Shoegazey psychedelic rock that at times reminds me of Black Rebel Motorcycle Club and other times kicks it up a notch into Wooden Shjips territory. I like the space in the guitar sound and the metronomic rhythms rally pull me into what they are doing. They lack a little of the edge that may put this near my favorite album pile, but I wouldn't mind giving this a few more spins. This is a fine little record that may not overwhelm, but is able to sustain a comfortable atmosphere that should appeal to many a listener.

Songs to try first:

Slacker - I like the easy going pace and the vocals do rather live up or down to the song's title.

Frances in Space - Has a Hawkwind/Krautrock hypnotic rhythm allowing the guitarist to cut loose.

Unknowns - Relaxed psyche-rock in that BRMC manner.

This local release is a good fix for anyone's metal habit. I never get too far away from heavy loud riffage, although I would likely get bored if I tried to live a life of metal. But there are plenty of newer acts putting welcome additional spins on the genre as well as those that want to recapture the magic of early Black Sabbath. There is a little bit of both here. Just when these songs establish a catchy riff, the man behind this record (Luis Castellanos) tosses in something unexpected and creative.
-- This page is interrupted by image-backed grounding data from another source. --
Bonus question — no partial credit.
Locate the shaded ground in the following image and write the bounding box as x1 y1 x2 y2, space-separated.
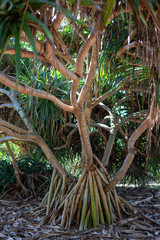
0 187 160 240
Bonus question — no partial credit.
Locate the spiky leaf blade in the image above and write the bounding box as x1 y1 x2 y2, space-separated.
25 12 53 41
104 0 116 26
22 21 38 62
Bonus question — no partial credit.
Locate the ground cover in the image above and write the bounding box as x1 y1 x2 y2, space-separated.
0 186 160 240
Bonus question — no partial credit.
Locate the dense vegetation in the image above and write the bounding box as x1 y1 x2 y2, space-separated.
0 0 160 229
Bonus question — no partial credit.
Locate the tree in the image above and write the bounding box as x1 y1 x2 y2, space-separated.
0 0 160 229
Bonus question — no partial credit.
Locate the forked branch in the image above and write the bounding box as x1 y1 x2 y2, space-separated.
0 72 74 113
105 115 151 191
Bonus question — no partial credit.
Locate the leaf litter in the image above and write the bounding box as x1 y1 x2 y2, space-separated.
0 186 160 240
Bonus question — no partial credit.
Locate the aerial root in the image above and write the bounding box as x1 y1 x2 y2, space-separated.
40 164 133 229
39 168 76 225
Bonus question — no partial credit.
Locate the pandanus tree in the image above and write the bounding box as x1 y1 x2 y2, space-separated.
0 0 160 229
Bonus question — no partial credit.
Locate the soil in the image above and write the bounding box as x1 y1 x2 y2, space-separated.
0 186 160 240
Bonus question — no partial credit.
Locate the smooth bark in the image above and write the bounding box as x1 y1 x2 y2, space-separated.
6 142 27 192
0 72 74 113
105 116 151 191
0 89 69 179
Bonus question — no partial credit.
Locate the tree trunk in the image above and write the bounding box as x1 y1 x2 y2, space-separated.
76 109 93 170
35 136 69 179
77 90 93 170
106 116 151 191
102 130 117 167
6 141 27 192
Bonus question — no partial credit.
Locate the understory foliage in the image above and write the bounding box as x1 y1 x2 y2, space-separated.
0 0 160 229
0 145 52 195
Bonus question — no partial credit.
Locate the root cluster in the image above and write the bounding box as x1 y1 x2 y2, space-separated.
40 161 133 229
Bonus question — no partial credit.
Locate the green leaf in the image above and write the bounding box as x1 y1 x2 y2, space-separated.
9 21 21 78
25 12 53 41
29 0 74 19
104 0 116 26
133 0 147 25
153 0 159 7
22 21 38 62
0 21 8 50
80 0 93 6
29 0 56 5
15 33 21 80
57 5 74 19
120 2 125 21
67 0 93 5
133 0 140 12
140 14 147 26
0 0 13 11
147 0 154 10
It does not get too overwhelming for the purists, but offers more for those of us that feel like we've 'heard it all'.

Songs to try first:

Lethal Elite - Thick metal with a nice Opethy break.

Drone War - Crunchy Sabbath riffs with a few tricky shifts.

Awake - Thoughtful shifts between quiet and loud with loads of dynamics

I was quite excited when I was approached with this album from Belgium's Will Z. He sent it as I was a fan of the amazing 1978 album Book of AM done by Gong's Daevid Allen and some communal musicians living on an island off of Spain. Will Z. worked with two of these musicians here. Sometimes projects like this sound better than the results, as maybe a fan of the music gets the people together but the core of the new work isn't as strong as the concept. Fortunately, here Will Z. has some lovely songs that are fully in the spirit of the Book of AM album and moves from psyche-meditative to what even becomes fairly catchy folk rock. There are some nice arrangements with different sounds, but plenty of space as well as this music works perfectly between Book of AM and Fit & Limo. There are more misses than hits with modern artists trying capture that magic psychedelic folk feeling from the sixties and seventies. This is a big hit and should have any fan of the genre giving full attention.